DES MOINES, Iowa — An agreement has been reached between the Catholic Diocese of Davenport, Iowa, and The Eychaner Foundation, a gay rights advocacy group, to allow an openly gay student to be presented with his scholarship award during the upcoming graduation ceremony.
Keaton Fuller, 18, a senior at Prince of Peace Catholic School in Clinton, Iowa., won the foundation’s Matthew Shepard Scholarship, a $40,000 grant to attend the the University of Iowa.
But last week it was learned that Bishop Martin Amos in Davenport, Iowa, overruled school officials, and said he would not allow the Foundation to present its scholarship to Fuller because the group’s support of gay rights conflicts with church doctrine. Instead, a school staff member will present the scholarship at the assembly.

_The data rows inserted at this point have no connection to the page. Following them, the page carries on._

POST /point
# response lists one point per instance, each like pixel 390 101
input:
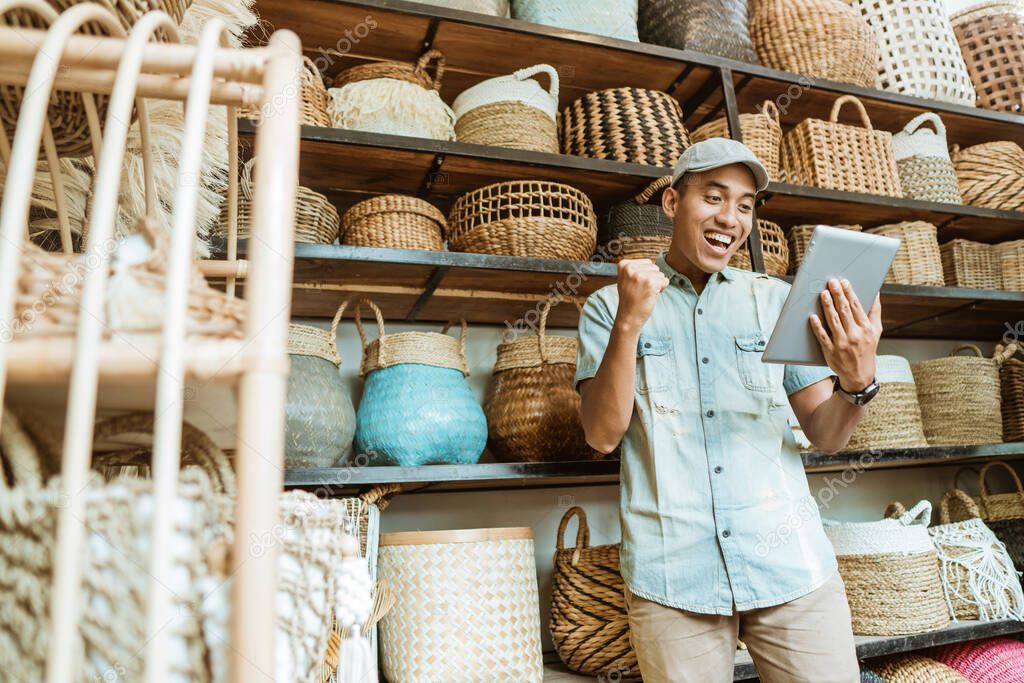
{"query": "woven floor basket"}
pixel 892 420
pixel 774 249
pixel 960 398
pixel 395 221
pixel 625 124
pixel 466 606
pixel 967 263
pixel 990 174
pixel 817 38
pixel 761 131
pixel 828 154
pixel 589 622
pixel 918 50
pixel 524 218
pixel 991 38
pixel 919 259
pixel 891 573
pixel 713 27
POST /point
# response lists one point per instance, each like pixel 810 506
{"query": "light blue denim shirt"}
pixel 715 508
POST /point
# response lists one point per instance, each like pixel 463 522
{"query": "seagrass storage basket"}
pixel 838 156
pixel 625 124
pixel 466 602
pixel 960 398
pixel 919 260
pixel 395 221
pixel 761 131
pixel 892 420
pixel 991 38
pixel 524 218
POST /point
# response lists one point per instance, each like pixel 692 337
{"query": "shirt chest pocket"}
pixel 655 364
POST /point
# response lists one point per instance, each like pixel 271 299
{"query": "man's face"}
pixel 712 214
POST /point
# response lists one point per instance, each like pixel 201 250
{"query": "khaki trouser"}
pixel 807 640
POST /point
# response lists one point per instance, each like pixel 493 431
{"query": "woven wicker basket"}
pixel 524 218
pixel 773 247
pixel 466 602
pixel 714 27
pixel 394 221
pixel 919 260
pixel 589 623
pixel 892 420
pixel 991 38
pixel 960 398
pixel 991 175
pixel 828 154
pixel 818 38
pixel 918 50
pixel 625 124
pixel 531 407
pixel 761 131
pixel 891 573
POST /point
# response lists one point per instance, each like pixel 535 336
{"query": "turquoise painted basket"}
pixel 417 407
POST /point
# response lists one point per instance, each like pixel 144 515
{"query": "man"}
pixel 720 534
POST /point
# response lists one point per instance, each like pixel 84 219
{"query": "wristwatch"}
pixel 856 397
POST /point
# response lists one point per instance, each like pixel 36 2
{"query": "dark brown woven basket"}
pixel 627 125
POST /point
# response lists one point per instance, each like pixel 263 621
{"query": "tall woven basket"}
pixel 524 218
pixel 625 124
pixel 828 154
pixel 991 38
pixel 918 50
pixel 893 419
pixel 818 38
pixel 589 622
pixel 704 26
pixel 960 398
pixel 532 409
pixel 466 606
pixel 919 260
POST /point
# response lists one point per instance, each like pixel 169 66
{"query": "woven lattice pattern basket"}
pixel 625 124
pixel 524 218
pixel 918 50
pixel 991 38
pixel 828 154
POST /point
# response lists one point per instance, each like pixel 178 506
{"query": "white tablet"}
pixel 860 257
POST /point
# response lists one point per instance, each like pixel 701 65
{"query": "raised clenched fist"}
pixel 640 282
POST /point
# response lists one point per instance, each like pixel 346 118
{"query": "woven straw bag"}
pixel 891 573
pixel 967 263
pixel 589 622
pixel 892 420
pixel 394 221
pixel 991 174
pixel 828 154
pixel 926 172
pixel 531 407
pixel 918 50
pixel 762 133
pixel 714 27
pixel 919 259
pixel 417 407
pixel 320 419
pixel 818 38
pixel 615 18
pixel 511 112
pixel 991 38
pixel 960 398
pixel 978 578
pixel 773 247
pixel 524 218
pixel 625 124
pixel 393 97
pixel 466 606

Under the agreement reached this week, Dr. Lee Morrison, Diocesan Superintendent of Schools will present the award and read a script prepared by the Eychaner Foundation, which was reviewed and approved by Amos.
Mike Simonson, a prominent architect and member of the scholarship committee, will present an eagle statue to Fuller during the award ceremony on May 20.
Fuller won the award based on his academic work, as well as his efforts to reduce homophobia at school and in his community.
The Eychaner Foundation, which sponsors Iowa’s Matthew Shepard Scholarship program, thanked Amos for graciously working to find a mutually acceptable way to resolve the dispute regarding the presentation of the scholarship.
“From the beginning, Keaton Fuller and his family were committed to a respectful action to insure that all students were treated fairly, without disrupting the graduation ceremony,” Rich Eychaner said.
“By keeping the protest gracious and being respectful of the prerogatives of the Diocese, we were able to find common ground in a procedure all parties could support. We appreciate Bishop Amos’ willingness to find a mutually agreeable resolution.”
Fuller said he was pleased a solution was found, and indicated he was glad the matter was resolved.
“My biggest fear was that this matter would overwhelm my classmate’s significant accomplishments and the joy we all feel in graduating,” Fuller said.
Fuller won the scholarship based on his academic work, as well as his efforts to reduce homophobia at school and in his community.